La première avait visé, en janvier 1943, l’organisation politique de la jeunesse juive et le filet s’était refermé le 18 mars sur 57 jeunes gens qui furent déportés. Parmi eux, le futur syndicaliste, Henri Krasucki.

Une deuxième filature aboutira, en juin 1944 à l’arrestation de la plupart des membres du 2 ème détachement de la FTP-MOI, dit aussi détachement juif. Sur plus de 150 militants filés, 71 seront arrêtés et eux aussi en grande partie déportés.

Quant à la troisième filature, qui s’acheva ici-même, elle sera le fait de la Brigade spéciale et durera cent jours pour permettre l’arrestation de 68 militants de la FTP-MOI sous la forme d’un vaste coup de filet.

Missak et Joseph se retrouvaient chaque mardi pour échanger des informations et la police le savait.

Ce mardi 16 novembre, le commissaire Barrachin est en personne sur le terrain, assisté de quatre inspecteurs.

Ils suivent Missak depuis la gare de Lyon et descendent tout comme lui à la petite gare d’Evry-Petit-Bourg. Quand Joseph aperçoit Missak, il commence à marcher en direction de la Seine. Ils se suivent à une cinquantaine de mètres. Joseph est convaincu d’être filé.

Il descend toutefois sur la berge, grasse et détrempée en ce mois de novembre, et Missak le suit. Lorsqu’il aperçoit les policiers, Joseph se met à courir. L’inspecteur Chouffot tire alors à plusieurs reprises et finit par le neutraliser en le menottant, malgré une forte résistance. Et c’est bientôt le tour Missak : il ne fera pas usage du 6.35 qu’il cachait dans son manteau et se rendra à la 2 ème sommation.

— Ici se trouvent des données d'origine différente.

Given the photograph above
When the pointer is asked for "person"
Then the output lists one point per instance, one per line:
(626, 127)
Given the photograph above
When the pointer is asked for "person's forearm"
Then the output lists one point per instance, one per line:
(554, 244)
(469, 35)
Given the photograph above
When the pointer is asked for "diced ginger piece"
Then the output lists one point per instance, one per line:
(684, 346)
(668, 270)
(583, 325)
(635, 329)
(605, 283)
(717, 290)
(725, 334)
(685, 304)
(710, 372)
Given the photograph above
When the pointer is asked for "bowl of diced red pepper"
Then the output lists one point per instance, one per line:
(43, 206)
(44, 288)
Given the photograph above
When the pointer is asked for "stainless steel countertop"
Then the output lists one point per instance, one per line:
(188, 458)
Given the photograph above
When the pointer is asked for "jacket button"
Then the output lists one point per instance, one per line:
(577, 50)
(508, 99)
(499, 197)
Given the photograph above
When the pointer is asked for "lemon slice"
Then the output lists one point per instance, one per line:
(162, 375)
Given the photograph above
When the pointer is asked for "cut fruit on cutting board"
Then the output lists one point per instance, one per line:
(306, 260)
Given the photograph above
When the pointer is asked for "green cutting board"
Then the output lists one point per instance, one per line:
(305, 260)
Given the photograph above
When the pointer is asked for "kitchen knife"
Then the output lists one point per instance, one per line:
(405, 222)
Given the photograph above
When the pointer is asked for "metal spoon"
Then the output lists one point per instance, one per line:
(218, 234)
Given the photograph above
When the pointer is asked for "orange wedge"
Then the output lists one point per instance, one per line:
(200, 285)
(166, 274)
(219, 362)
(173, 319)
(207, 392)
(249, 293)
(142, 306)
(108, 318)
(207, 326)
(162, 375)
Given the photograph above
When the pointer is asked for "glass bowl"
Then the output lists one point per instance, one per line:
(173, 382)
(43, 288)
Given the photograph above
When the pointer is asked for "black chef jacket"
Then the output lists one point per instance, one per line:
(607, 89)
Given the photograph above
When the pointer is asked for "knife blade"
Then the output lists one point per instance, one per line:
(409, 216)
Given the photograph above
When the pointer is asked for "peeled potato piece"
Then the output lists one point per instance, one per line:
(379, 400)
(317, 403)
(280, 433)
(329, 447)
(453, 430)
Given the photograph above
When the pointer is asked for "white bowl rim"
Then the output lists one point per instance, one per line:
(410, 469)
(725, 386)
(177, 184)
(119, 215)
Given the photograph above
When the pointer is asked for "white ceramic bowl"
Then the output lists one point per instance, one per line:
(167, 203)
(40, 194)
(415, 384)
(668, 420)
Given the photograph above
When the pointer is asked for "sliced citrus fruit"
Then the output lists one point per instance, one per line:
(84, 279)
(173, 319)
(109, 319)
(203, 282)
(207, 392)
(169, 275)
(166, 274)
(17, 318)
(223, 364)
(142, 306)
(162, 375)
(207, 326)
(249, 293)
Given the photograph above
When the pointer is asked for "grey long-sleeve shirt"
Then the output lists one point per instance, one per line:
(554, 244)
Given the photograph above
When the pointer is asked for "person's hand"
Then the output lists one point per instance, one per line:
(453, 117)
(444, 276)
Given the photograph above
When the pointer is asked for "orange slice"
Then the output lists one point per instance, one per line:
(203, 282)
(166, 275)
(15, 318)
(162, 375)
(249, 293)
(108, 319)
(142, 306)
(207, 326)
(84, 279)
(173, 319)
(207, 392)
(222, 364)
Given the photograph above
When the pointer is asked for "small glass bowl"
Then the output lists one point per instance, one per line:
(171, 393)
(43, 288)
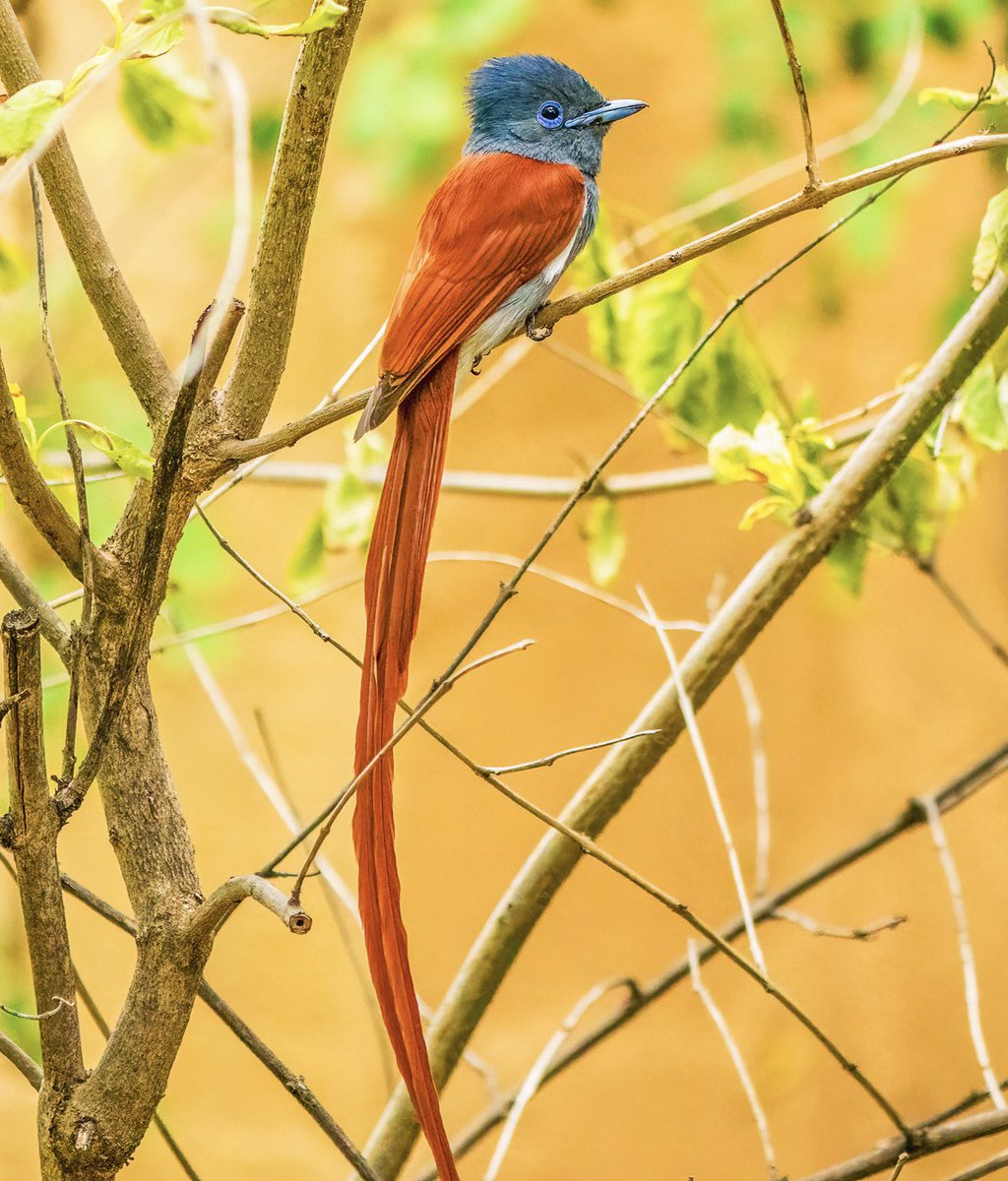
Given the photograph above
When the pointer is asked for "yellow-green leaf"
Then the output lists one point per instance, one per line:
(308, 558)
(27, 115)
(990, 248)
(129, 456)
(328, 15)
(163, 103)
(606, 540)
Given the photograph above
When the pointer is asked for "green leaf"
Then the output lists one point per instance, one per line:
(606, 540)
(13, 267)
(308, 559)
(965, 99)
(129, 456)
(328, 15)
(848, 559)
(27, 115)
(349, 502)
(983, 407)
(163, 104)
(664, 323)
(990, 248)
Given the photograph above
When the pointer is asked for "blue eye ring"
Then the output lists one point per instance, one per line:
(551, 115)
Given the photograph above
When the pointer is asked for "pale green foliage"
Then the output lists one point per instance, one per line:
(163, 103)
(128, 456)
(403, 97)
(27, 115)
(325, 16)
(983, 406)
(992, 242)
(346, 515)
(605, 538)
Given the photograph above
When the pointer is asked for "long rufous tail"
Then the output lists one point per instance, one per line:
(393, 584)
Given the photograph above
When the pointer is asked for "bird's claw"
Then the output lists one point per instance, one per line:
(534, 331)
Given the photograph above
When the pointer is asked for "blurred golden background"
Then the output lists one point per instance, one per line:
(867, 701)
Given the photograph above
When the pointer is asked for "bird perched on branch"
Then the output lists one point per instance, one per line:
(495, 239)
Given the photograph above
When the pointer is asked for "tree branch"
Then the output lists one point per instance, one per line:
(39, 503)
(284, 234)
(24, 1062)
(225, 898)
(32, 828)
(801, 202)
(811, 162)
(765, 909)
(749, 608)
(99, 276)
(28, 595)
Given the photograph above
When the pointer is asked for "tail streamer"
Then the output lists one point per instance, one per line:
(393, 585)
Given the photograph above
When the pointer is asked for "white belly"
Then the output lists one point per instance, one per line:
(516, 311)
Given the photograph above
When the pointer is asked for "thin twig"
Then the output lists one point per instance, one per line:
(80, 487)
(526, 1091)
(962, 608)
(549, 760)
(711, 783)
(735, 1055)
(227, 897)
(966, 952)
(811, 162)
(831, 931)
(737, 190)
(405, 727)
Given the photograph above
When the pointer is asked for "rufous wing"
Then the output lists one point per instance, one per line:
(495, 223)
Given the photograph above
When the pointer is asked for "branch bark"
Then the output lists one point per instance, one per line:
(801, 202)
(746, 613)
(38, 501)
(99, 276)
(284, 235)
(31, 832)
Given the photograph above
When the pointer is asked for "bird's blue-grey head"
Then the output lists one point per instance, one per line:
(536, 106)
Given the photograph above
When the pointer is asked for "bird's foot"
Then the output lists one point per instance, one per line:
(534, 331)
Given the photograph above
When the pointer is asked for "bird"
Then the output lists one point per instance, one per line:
(497, 234)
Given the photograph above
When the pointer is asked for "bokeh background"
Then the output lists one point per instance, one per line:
(867, 700)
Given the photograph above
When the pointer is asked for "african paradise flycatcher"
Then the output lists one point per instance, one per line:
(495, 239)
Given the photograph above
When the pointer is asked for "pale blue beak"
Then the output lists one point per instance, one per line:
(608, 112)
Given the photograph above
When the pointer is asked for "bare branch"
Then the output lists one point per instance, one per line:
(23, 1061)
(294, 1085)
(32, 828)
(39, 503)
(28, 595)
(811, 162)
(225, 898)
(966, 952)
(534, 1080)
(925, 1140)
(549, 760)
(949, 797)
(800, 202)
(737, 190)
(831, 931)
(284, 234)
(735, 1055)
(711, 783)
(99, 276)
(748, 609)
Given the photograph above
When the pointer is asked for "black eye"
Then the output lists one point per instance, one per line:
(549, 115)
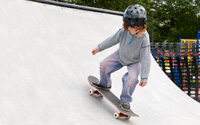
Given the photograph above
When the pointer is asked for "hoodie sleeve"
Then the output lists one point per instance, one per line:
(110, 41)
(145, 56)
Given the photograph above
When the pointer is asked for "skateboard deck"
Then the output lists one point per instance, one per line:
(114, 100)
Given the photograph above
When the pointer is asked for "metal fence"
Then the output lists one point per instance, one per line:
(181, 64)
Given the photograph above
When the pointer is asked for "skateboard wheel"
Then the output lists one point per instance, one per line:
(100, 95)
(116, 115)
(128, 117)
(91, 92)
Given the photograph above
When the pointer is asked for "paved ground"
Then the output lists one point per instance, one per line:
(45, 58)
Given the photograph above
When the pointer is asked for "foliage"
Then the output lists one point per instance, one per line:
(172, 19)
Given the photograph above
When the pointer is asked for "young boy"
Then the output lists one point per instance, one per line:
(133, 52)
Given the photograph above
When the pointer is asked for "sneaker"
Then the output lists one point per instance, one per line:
(97, 85)
(125, 106)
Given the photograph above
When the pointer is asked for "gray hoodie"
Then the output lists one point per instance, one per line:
(137, 51)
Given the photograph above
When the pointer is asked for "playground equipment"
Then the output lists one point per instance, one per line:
(180, 62)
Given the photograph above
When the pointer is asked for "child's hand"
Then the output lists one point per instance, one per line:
(94, 51)
(142, 84)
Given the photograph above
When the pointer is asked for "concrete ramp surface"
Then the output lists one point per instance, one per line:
(45, 58)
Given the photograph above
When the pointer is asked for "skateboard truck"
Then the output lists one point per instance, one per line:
(116, 115)
(92, 92)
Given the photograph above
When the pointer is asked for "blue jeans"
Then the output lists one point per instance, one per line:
(130, 79)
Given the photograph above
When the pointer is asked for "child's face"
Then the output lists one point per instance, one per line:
(132, 28)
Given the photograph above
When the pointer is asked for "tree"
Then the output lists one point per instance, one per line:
(173, 18)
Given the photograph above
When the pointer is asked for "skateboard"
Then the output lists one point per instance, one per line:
(114, 100)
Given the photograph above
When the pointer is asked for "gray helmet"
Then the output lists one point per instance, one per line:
(135, 15)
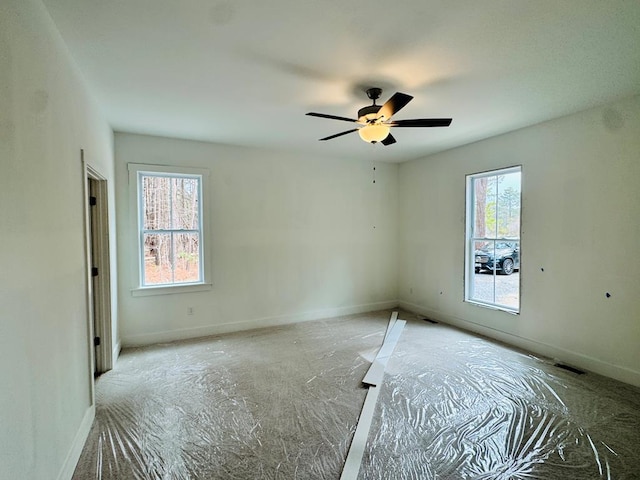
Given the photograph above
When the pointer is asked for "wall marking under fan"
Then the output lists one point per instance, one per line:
(375, 120)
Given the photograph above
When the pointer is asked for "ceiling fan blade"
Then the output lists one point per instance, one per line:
(333, 117)
(393, 105)
(338, 134)
(422, 122)
(389, 140)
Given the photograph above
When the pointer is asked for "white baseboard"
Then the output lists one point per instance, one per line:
(66, 472)
(554, 352)
(204, 331)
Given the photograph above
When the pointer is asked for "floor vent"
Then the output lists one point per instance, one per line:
(571, 369)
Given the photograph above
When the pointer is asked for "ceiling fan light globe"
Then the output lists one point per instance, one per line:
(373, 133)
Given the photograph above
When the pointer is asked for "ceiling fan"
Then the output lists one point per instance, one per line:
(375, 120)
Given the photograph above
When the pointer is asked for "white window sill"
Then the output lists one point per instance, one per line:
(492, 306)
(170, 289)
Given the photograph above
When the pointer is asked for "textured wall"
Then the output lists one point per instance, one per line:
(580, 211)
(293, 238)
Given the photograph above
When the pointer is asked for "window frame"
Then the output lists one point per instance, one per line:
(136, 171)
(470, 239)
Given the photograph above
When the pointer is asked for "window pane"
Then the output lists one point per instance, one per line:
(483, 282)
(157, 259)
(185, 203)
(507, 284)
(187, 259)
(485, 206)
(156, 202)
(508, 205)
(494, 237)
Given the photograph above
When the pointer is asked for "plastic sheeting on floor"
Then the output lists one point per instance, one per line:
(284, 403)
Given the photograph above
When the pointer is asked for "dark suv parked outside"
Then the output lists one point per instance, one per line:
(505, 258)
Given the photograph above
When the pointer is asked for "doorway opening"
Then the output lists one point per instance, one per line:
(98, 271)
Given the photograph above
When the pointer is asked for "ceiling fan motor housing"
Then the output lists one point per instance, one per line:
(368, 110)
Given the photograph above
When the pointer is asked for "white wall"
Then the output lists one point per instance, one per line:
(580, 222)
(46, 117)
(293, 239)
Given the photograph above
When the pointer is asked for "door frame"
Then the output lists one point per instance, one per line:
(97, 255)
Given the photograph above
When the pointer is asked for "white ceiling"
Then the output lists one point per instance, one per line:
(245, 72)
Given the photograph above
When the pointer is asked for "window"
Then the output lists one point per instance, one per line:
(169, 203)
(493, 239)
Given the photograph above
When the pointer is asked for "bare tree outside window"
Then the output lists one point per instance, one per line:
(493, 233)
(170, 222)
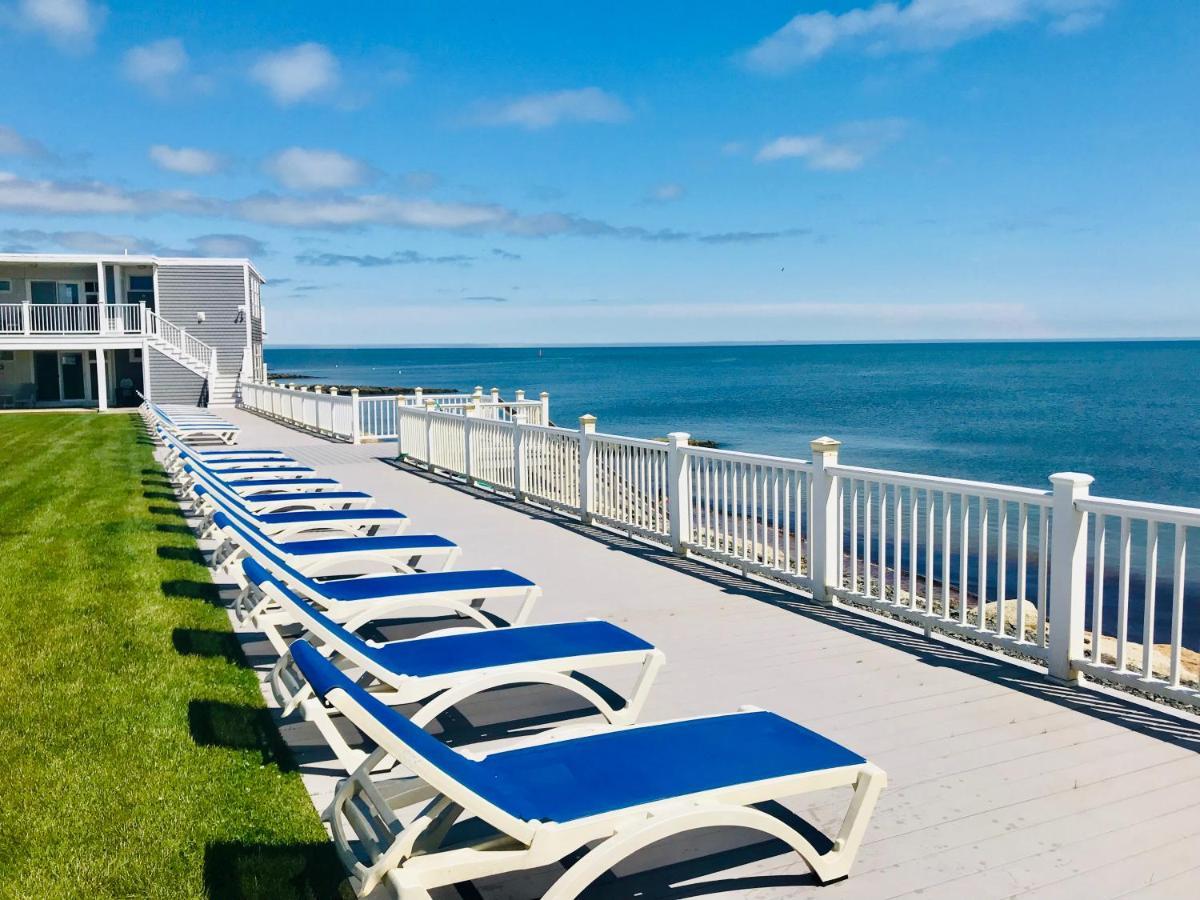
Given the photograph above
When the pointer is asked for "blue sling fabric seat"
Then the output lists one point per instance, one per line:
(595, 798)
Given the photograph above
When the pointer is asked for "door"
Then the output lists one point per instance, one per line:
(46, 375)
(72, 376)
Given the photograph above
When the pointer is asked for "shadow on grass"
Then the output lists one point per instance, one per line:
(257, 871)
(239, 727)
(211, 645)
(189, 589)
(186, 555)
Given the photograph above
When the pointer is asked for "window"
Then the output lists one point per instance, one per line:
(141, 289)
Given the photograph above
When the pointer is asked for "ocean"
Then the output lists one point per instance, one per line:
(1015, 413)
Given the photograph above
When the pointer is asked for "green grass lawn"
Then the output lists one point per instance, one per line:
(136, 755)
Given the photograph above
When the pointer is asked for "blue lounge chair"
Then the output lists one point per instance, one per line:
(441, 671)
(321, 552)
(355, 600)
(603, 796)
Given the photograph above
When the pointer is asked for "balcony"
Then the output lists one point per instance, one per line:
(42, 319)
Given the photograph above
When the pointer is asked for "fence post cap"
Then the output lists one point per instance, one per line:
(1075, 481)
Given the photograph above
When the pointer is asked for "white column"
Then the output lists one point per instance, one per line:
(1068, 575)
(519, 455)
(145, 370)
(678, 491)
(825, 539)
(101, 378)
(101, 299)
(587, 465)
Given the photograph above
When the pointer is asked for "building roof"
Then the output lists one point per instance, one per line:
(125, 259)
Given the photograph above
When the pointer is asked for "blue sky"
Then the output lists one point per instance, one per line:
(549, 172)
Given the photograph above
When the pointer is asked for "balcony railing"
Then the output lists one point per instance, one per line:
(36, 319)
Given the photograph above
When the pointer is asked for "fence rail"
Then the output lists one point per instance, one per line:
(71, 319)
(1050, 575)
(354, 418)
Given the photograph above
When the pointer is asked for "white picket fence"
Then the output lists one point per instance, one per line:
(355, 418)
(1014, 568)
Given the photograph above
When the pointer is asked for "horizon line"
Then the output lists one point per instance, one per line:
(719, 343)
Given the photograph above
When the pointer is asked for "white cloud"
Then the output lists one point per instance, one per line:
(12, 143)
(543, 111)
(306, 71)
(666, 192)
(155, 65)
(847, 148)
(377, 209)
(185, 160)
(304, 169)
(226, 245)
(916, 25)
(71, 24)
(19, 195)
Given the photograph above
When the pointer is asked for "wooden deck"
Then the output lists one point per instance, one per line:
(1001, 784)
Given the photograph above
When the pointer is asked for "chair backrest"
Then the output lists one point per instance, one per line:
(466, 781)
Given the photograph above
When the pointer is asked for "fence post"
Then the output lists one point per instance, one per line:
(825, 539)
(587, 466)
(678, 492)
(355, 427)
(429, 433)
(1068, 575)
(517, 455)
(469, 412)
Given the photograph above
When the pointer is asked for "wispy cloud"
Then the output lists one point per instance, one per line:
(305, 72)
(70, 24)
(340, 213)
(306, 169)
(912, 27)
(544, 111)
(13, 143)
(155, 66)
(400, 257)
(665, 192)
(845, 149)
(226, 245)
(185, 160)
(84, 241)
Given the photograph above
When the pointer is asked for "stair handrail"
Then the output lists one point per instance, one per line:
(178, 337)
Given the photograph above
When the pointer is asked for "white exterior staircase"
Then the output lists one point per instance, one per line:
(175, 343)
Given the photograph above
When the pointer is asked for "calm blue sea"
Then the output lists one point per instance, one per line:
(1127, 413)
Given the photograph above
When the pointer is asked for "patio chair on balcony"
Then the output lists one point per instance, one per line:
(441, 671)
(601, 796)
(354, 600)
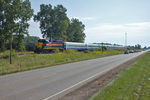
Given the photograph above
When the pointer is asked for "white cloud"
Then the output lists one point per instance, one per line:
(138, 33)
(86, 18)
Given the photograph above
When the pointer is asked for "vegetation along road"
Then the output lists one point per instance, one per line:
(27, 60)
(53, 82)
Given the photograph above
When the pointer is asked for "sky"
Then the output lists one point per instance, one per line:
(105, 20)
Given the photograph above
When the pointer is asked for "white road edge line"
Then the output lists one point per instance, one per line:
(75, 85)
(98, 74)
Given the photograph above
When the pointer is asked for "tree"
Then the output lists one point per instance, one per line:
(75, 32)
(25, 15)
(30, 42)
(53, 22)
(13, 19)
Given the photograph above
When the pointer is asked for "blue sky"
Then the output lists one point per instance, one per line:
(105, 20)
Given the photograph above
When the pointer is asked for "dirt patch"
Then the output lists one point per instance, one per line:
(87, 91)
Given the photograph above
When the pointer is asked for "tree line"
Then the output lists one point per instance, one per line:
(54, 24)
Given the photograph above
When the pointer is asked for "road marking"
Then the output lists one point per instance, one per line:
(75, 85)
(49, 75)
(96, 75)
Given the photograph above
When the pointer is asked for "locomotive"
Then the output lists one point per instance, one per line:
(44, 46)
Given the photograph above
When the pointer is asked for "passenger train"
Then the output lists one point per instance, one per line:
(45, 47)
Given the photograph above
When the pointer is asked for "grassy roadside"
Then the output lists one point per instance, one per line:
(28, 60)
(133, 83)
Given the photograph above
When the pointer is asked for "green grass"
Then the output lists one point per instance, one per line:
(133, 83)
(23, 61)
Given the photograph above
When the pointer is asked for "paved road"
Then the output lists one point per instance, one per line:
(50, 83)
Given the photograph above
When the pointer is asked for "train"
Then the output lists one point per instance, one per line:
(43, 46)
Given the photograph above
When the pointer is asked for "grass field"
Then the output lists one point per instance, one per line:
(133, 83)
(27, 60)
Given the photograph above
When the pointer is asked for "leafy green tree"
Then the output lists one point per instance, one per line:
(53, 22)
(30, 42)
(75, 32)
(14, 15)
(25, 15)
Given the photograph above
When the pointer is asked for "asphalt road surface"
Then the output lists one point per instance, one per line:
(53, 82)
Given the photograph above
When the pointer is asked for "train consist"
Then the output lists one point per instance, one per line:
(45, 47)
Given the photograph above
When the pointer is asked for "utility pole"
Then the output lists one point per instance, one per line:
(10, 58)
(126, 39)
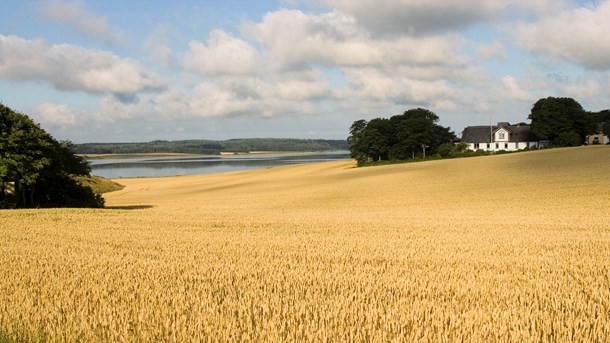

Les 68 personnes arrêtées seront remises par les policiers français aux autorités d’occupation. 45 d’entre elles seront déportées en Allemagne. Pour les autres, un procès se tiendra le 16 février 1944 devant une cour martiale.

Les 22 participants seront condamnés à mort et fusillés le 21 février au Mont Valérien. Joseph Epstein le sera à son tour le 11 avril.

La seule femme du groupe, Olga Bancic, sera quant à elle déportée en Allemagne où elle subira la décapitation le 10 mai 1944.

Avant d’être fusillés, certains militants de la FTP-MOI purent écrire une courte missive à leur famille.

En voici quelques extraits pour le moins émouvants :

«Je voudrais que mon fils ait une belle instruction». Celestino Alfonso, fusillé à 28 ans.

«Il n’est rien de plus beau que de mourir pour la France». Georges Cloarec fusillé à 21 ans.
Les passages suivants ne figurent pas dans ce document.